ALLASSONNIÈRE Stéphanie

Statistics for medical data

stephanie.allassonniere [at] parisdescartes.fr

Allassonnière Stéphanie

Short bio

Professor of Mathematics at the School of Medicine, University of Paris and associated Professor in the applied Mathematics department of Ecole
Polytechnique. Manager of master programs and masterclasses in AI in healthcare.

Topics of interest

Statistical modelling, stochastic optimization, MCMC samplers, medical data analysis

Project in Prairie

Stéphanie Allassonnière will focus on understanding diseases response to treatments and propose decision support systems for diagnosis and therapy.
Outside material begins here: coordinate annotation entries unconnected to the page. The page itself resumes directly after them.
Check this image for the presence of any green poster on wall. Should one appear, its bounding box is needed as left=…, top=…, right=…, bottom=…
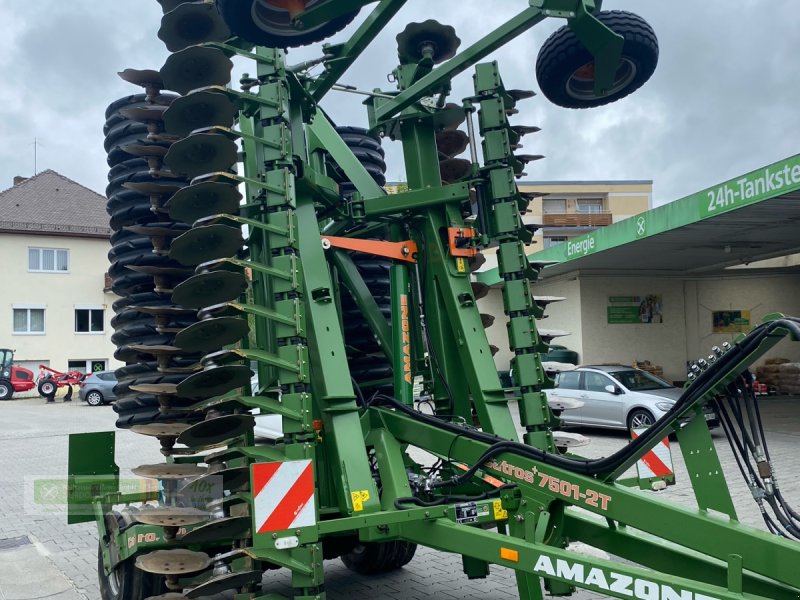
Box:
left=607, top=294, right=664, bottom=325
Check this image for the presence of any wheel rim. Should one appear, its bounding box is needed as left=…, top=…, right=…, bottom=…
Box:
left=566, top=57, right=639, bottom=100
left=251, top=0, right=327, bottom=37
left=631, top=413, right=653, bottom=429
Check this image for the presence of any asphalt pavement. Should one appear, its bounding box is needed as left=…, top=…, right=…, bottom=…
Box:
left=0, top=395, right=800, bottom=600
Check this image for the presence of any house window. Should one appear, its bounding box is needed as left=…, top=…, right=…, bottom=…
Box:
left=544, top=235, right=567, bottom=248
left=12, top=306, right=44, bottom=335
left=575, top=198, right=603, bottom=214
left=28, top=248, right=69, bottom=273
left=542, top=198, right=567, bottom=215
left=75, top=308, right=105, bottom=333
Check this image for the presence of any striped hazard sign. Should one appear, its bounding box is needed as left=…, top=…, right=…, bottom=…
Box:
left=631, top=429, right=675, bottom=483
left=252, top=460, right=317, bottom=533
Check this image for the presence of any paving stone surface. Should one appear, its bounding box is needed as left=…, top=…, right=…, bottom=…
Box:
left=0, top=397, right=800, bottom=600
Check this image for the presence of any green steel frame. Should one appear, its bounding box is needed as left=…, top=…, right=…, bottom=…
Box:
left=70, top=0, right=800, bottom=600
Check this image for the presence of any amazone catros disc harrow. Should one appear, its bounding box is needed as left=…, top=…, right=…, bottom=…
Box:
left=65, top=0, right=800, bottom=600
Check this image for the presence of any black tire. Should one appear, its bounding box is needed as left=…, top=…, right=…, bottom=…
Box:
left=628, top=408, right=656, bottom=430
left=36, top=377, right=58, bottom=398
left=217, top=0, right=358, bottom=48
left=86, top=390, right=106, bottom=406
left=97, top=542, right=158, bottom=600
left=536, top=10, right=658, bottom=108
left=342, top=540, right=417, bottom=575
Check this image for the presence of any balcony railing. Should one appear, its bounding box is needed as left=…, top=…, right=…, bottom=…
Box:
left=543, top=212, right=613, bottom=227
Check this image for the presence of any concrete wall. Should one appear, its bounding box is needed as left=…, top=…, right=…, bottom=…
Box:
left=0, top=234, right=122, bottom=370
left=500, top=275, right=800, bottom=380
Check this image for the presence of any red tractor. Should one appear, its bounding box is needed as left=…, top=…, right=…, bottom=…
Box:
left=0, top=348, right=36, bottom=400
left=38, top=365, right=86, bottom=402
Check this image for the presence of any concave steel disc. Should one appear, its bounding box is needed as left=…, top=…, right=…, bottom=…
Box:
left=167, top=181, right=242, bottom=223
left=439, top=158, right=472, bottom=183
left=128, top=304, right=197, bottom=317
left=122, top=181, right=183, bottom=196
left=470, top=281, right=491, bottom=300
left=117, top=69, right=164, bottom=88
left=172, top=271, right=247, bottom=309
left=177, top=365, right=253, bottom=400
left=169, top=224, right=244, bottom=265
left=180, top=517, right=251, bottom=544
left=158, top=2, right=231, bottom=52
left=397, top=19, right=461, bottom=64
left=131, top=423, right=189, bottom=438
left=134, top=506, right=210, bottom=527
left=175, top=317, right=250, bottom=352
left=164, top=87, right=239, bottom=136
left=553, top=431, right=591, bottom=448
left=128, top=265, right=192, bottom=277
left=136, top=548, right=211, bottom=575
left=178, top=415, right=256, bottom=447
left=180, top=467, right=250, bottom=493
left=161, top=46, right=233, bottom=96
left=131, top=463, right=208, bottom=479
left=164, top=133, right=239, bottom=178
left=436, top=129, right=469, bottom=158
left=186, top=571, right=264, bottom=598
left=130, top=383, right=178, bottom=396
left=120, top=142, right=168, bottom=158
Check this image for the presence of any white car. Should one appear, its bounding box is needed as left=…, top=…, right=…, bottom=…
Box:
left=546, top=365, right=719, bottom=429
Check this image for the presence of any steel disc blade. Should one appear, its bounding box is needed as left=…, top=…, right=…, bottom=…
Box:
left=177, top=365, right=252, bottom=400
left=122, top=181, right=183, bottom=196
left=136, top=548, right=211, bottom=575
left=161, top=46, right=233, bottom=96
left=397, top=19, right=461, bottom=64
left=169, top=224, right=244, bottom=265
left=119, top=104, right=167, bottom=123
left=186, top=571, right=263, bottom=598
left=180, top=517, right=252, bottom=544
left=131, top=463, right=208, bottom=480
left=172, top=271, right=247, bottom=309
left=470, top=281, right=491, bottom=300
left=120, top=140, right=168, bottom=158
left=134, top=506, right=210, bottom=527
left=131, top=423, right=189, bottom=438
left=164, top=133, right=238, bottom=178
left=164, top=88, right=239, bottom=136
left=178, top=415, right=256, bottom=448
left=175, top=317, right=250, bottom=352
left=158, top=2, right=231, bottom=52
left=167, top=181, right=242, bottom=223
left=117, top=69, right=164, bottom=88
left=436, top=129, right=469, bottom=158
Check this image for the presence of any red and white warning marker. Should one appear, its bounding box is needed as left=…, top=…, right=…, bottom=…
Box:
left=252, top=460, right=317, bottom=533
left=631, top=429, right=675, bottom=485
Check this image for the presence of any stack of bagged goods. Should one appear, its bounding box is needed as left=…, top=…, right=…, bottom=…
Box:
left=756, top=358, right=800, bottom=395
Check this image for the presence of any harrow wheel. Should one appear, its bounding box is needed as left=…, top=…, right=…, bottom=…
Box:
left=217, top=0, right=358, bottom=48
left=536, top=10, right=658, bottom=108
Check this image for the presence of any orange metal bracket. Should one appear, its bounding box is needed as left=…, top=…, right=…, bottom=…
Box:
left=321, top=235, right=417, bottom=263
left=447, top=227, right=478, bottom=258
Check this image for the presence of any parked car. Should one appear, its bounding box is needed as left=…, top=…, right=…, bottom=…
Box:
left=547, top=365, right=719, bottom=429
left=78, top=371, right=117, bottom=406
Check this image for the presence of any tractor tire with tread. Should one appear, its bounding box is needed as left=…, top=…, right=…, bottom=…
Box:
left=536, top=10, right=658, bottom=108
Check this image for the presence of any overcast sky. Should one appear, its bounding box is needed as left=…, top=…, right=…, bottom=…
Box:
left=0, top=0, right=800, bottom=205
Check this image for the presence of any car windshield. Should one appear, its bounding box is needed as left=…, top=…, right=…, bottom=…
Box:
left=609, top=369, right=673, bottom=392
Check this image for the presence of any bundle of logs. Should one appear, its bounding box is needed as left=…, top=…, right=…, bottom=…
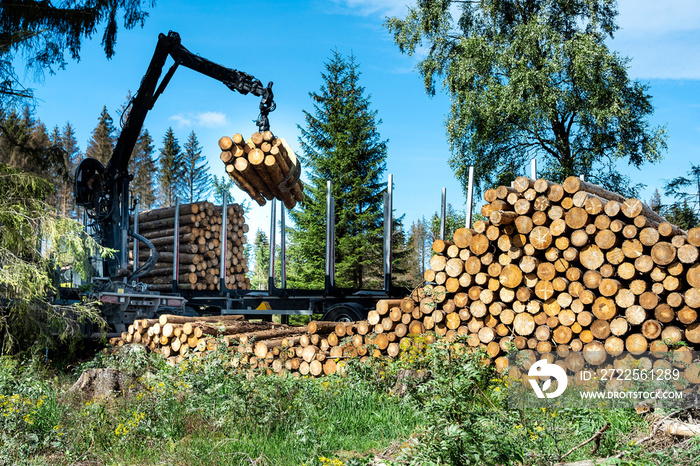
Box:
left=219, top=131, right=304, bottom=209
left=129, top=202, right=250, bottom=291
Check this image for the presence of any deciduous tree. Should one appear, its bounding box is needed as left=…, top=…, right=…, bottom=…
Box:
left=664, top=164, right=700, bottom=221
left=386, top=0, right=666, bottom=195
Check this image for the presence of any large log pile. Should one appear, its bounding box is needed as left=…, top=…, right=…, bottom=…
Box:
left=112, top=177, right=700, bottom=383
left=219, top=131, right=304, bottom=209
left=129, top=202, right=250, bottom=291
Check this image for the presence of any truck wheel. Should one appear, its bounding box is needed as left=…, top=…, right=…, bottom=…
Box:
left=322, top=303, right=366, bottom=322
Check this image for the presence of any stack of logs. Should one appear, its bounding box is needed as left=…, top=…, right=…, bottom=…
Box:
left=129, top=202, right=250, bottom=291
left=420, top=177, right=700, bottom=369
left=112, top=177, right=700, bottom=383
left=219, top=131, right=304, bottom=209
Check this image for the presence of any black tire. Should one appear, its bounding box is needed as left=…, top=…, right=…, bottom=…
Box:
left=322, top=303, right=367, bottom=322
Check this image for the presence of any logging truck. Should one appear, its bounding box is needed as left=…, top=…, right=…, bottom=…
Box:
left=69, top=31, right=405, bottom=332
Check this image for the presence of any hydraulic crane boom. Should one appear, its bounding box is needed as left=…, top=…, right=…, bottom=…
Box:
left=75, top=31, right=275, bottom=278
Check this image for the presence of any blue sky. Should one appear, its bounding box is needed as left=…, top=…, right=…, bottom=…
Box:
left=20, top=0, right=700, bottom=239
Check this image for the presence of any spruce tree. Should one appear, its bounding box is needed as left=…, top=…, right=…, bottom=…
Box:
left=85, top=106, right=116, bottom=165
left=178, top=131, right=211, bottom=202
left=129, top=129, right=156, bottom=209
left=158, top=127, right=183, bottom=207
left=250, top=230, right=270, bottom=290
left=290, top=51, right=386, bottom=288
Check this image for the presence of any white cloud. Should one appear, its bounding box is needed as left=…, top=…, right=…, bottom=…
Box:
left=333, top=0, right=415, bottom=16
left=197, top=112, right=228, bottom=128
left=168, top=113, right=192, bottom=128
left=610, top=0, right=700, bottom=79
left=168, top=112, right=229, bottom=128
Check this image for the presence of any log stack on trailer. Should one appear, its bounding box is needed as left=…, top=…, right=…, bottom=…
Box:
left=115, top=177, right=700, bottom=383
left=129, top=202, right=250, bottom=291
left=219, top=131, right=304, bottom=209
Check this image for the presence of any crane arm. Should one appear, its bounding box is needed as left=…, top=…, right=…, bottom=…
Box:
left=104, top=31, right=275, bottom=183
left=75, top=31, right=275, bottom=277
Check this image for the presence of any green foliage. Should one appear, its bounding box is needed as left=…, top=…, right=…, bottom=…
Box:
left=289, top=51, right=386, bottom=288
left=0, top=107, right=72, bottom=184
left=386, top=0, right=666, bottom=198
left=0, top=165, right=107, bottom=354
left=129, top=130, right=157, bottom=209
left=177, top=131, right=211, bottom=203
left=158, top=127, right=184, bottom=207
left=250, top=230, right=270, bottom=290
left=0, top=0, right=153, bottom=104
left=85, top=106, right=117, bottom=166
left=0, top=335, right=700, bottom=466
left=664, top=201, right=700, bottom=230
left=430, top=203, right=465, bottom=247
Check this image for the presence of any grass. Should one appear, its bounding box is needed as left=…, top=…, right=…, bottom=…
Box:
left=0, top=339, right=700, bottom=466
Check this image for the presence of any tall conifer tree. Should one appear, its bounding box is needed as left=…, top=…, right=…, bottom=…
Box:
left=178, top=131, right=211, bottom=202
left=129, top=129, right=157, bottom=209
left=158, top=128, right=182, bottom=206
left=290, top=51, right=386, bottom=288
This will involve statistical modeling of clinical data, stochastic estimation in particular using mixed effect models. These research axes will require theoretical and methodological developments towards medical transfer. She will also be in charge of several programs as Bioentrepreneur master degree, IA masterclasses for physicians and co-develop the health track of the existing MVA master program.

Quote

Artificial intelligence is not well appreciated by medical doctors who fear being replaced by computers. By contrast, I believe that AI represents a unique chance for caregivers to assist them to better detect and care patients. For practitioners to take on this opportunity, we need to develop more robust and interpretable methods than the current state-of-the-art. This is what I will do within PRAIRIE by fostering multidisciplinary collaborations with Paris hospitals. I will also develop innovative training programs within the medical school to bridge the gap between computer scientists and physicians.